= Center console (boat) =

Type of boat

Small center console boat.

A center console (British English: centre console) sometimes abbreviated as CC, is a type of single-decked open hull boat where the helm is in the center. There is a cabin on some models; these are usually located in the bow and hold small berths for sleeping. Small berths may also be located inside the console and under the deck of larger center console boats. An advantage of this type of boat, especially in fishing, underway, and at rest, is that a person can walk all around the boat from stern to bow with ease which aids in various activities by removing obstacles which may be encountered with other boat designs.

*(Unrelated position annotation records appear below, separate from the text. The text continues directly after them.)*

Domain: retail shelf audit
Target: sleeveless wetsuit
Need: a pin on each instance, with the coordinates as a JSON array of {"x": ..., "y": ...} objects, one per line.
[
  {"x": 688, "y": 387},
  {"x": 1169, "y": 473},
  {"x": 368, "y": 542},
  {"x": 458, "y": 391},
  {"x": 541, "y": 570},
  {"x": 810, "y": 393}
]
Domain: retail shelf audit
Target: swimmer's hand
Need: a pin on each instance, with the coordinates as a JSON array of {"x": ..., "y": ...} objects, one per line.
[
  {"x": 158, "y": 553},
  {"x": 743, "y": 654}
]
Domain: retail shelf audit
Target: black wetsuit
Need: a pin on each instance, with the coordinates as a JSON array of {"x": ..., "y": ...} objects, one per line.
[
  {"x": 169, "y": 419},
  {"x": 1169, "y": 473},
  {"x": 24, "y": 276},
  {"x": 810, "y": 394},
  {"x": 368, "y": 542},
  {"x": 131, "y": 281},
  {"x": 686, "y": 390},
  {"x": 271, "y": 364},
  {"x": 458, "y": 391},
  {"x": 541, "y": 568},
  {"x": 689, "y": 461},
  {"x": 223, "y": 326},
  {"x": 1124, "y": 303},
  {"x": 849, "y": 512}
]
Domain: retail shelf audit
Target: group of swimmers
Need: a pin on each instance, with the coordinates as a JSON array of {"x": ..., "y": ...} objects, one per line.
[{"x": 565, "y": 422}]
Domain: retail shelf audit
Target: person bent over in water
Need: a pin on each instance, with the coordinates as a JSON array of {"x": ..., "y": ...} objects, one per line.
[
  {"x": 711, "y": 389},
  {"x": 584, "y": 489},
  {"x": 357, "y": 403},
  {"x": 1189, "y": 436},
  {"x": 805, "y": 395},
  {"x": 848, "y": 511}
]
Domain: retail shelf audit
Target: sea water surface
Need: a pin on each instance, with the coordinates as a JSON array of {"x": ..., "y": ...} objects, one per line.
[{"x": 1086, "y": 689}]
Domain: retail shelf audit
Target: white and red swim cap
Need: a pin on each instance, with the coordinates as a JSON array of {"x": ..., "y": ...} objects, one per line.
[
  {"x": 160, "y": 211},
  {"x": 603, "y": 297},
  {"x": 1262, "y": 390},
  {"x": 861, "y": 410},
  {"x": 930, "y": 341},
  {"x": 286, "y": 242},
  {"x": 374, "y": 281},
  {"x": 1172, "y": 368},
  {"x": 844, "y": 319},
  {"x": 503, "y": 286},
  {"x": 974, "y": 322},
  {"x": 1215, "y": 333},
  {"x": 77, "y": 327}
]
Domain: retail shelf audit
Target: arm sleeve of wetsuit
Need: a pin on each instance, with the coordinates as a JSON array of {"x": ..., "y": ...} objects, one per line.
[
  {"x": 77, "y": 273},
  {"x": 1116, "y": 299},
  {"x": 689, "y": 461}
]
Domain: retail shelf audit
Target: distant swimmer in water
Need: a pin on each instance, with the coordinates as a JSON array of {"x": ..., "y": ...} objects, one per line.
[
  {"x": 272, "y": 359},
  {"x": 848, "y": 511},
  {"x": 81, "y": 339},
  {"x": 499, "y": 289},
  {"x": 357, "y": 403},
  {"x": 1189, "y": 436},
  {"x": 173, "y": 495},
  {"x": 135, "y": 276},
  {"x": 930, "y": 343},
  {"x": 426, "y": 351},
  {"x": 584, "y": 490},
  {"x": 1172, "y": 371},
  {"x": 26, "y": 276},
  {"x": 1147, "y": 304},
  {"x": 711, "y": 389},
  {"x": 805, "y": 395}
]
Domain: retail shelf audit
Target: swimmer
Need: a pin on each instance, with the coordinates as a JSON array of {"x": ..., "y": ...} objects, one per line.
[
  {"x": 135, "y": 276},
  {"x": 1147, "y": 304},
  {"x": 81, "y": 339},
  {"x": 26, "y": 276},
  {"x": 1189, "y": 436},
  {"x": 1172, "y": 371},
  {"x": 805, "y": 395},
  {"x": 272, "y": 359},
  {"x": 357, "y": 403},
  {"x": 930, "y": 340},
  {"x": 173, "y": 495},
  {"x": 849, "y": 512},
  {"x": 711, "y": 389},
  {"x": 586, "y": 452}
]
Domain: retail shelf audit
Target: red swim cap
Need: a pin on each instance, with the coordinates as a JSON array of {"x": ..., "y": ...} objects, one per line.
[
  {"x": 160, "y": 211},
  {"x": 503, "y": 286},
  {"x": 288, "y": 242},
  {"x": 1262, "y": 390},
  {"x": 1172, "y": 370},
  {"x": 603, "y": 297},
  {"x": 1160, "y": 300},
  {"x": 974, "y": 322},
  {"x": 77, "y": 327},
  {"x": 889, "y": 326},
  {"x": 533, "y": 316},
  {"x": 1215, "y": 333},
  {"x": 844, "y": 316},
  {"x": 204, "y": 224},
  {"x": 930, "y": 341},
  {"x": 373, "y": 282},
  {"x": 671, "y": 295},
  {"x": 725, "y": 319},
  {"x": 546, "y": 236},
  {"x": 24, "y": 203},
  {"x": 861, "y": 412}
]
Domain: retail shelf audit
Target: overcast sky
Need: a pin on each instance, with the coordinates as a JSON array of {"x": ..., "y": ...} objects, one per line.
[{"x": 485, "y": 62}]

The console of a boat is where all the controls are located, including steering, ignition, trim control, radio and other electronic devices, switches etc. It may have small storage space and/or a head. In general, there is no weather protection or berths, making the design ill-suited to cruising.

To provide limited relief from sun or rain, or for mounting items such as antennae, radar, lights and outriggers, the console may have a "T-Top" or "Hard top" which is a structure permanently mounted to the boat above the console. These are not universal to all center consoles because it may interfere with fishermen's casting or the boat owner's preferences. Some boats, including center consoles like the one pictured here may have a Bimini top instead, while some may not have anything permanently or semi-permanently attached.

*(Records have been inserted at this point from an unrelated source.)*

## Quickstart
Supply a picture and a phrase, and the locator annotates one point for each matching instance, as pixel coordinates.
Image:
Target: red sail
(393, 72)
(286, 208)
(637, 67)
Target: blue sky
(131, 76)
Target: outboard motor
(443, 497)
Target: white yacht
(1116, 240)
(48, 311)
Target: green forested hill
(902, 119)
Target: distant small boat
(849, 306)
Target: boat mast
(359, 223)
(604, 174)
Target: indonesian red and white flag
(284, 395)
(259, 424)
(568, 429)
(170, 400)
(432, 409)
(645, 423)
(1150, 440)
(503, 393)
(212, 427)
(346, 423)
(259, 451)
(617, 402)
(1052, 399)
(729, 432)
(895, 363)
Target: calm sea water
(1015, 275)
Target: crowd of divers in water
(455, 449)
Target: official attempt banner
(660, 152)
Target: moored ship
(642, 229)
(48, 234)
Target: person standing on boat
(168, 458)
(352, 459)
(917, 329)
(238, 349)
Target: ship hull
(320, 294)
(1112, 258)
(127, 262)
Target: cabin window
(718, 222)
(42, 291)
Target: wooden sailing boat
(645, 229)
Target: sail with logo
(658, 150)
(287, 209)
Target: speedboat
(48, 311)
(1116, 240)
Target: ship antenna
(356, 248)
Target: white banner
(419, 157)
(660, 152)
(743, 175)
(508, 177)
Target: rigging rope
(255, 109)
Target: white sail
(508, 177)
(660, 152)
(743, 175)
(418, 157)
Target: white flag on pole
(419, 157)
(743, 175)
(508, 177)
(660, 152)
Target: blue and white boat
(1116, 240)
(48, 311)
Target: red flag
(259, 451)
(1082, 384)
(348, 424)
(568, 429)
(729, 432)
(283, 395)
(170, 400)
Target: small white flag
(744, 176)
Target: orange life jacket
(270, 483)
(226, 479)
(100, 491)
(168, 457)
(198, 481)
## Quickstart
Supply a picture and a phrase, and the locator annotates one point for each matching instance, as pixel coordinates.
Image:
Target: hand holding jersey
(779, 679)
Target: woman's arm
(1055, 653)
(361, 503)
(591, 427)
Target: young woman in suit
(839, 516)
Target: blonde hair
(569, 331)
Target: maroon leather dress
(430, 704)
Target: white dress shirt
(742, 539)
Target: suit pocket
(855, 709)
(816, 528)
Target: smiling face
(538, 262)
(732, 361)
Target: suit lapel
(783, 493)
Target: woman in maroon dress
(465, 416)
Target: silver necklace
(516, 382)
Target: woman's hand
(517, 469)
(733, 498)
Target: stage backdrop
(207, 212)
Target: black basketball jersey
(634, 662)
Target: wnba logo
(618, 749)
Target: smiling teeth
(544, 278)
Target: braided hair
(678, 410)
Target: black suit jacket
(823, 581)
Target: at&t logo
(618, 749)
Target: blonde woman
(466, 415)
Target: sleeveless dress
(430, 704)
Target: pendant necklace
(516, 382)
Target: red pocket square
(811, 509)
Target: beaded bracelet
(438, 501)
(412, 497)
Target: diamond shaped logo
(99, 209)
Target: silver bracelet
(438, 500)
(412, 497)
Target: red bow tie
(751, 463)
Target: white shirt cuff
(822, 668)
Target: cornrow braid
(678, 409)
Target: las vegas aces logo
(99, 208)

Most center consoles are powered by outboard motors and may be equipped with one or two which is common, to five or more in the case of very large center console boats.

Center console boats are popular as yacht tenders or ship's boats, and also for fishing. One survey by Sport Fishing Magazine found that 30% of respondents owned center consoles, which was a larger percentage than other boat designs.

Center console boats typically range in length from 18 to 40 ft, though some may be larger.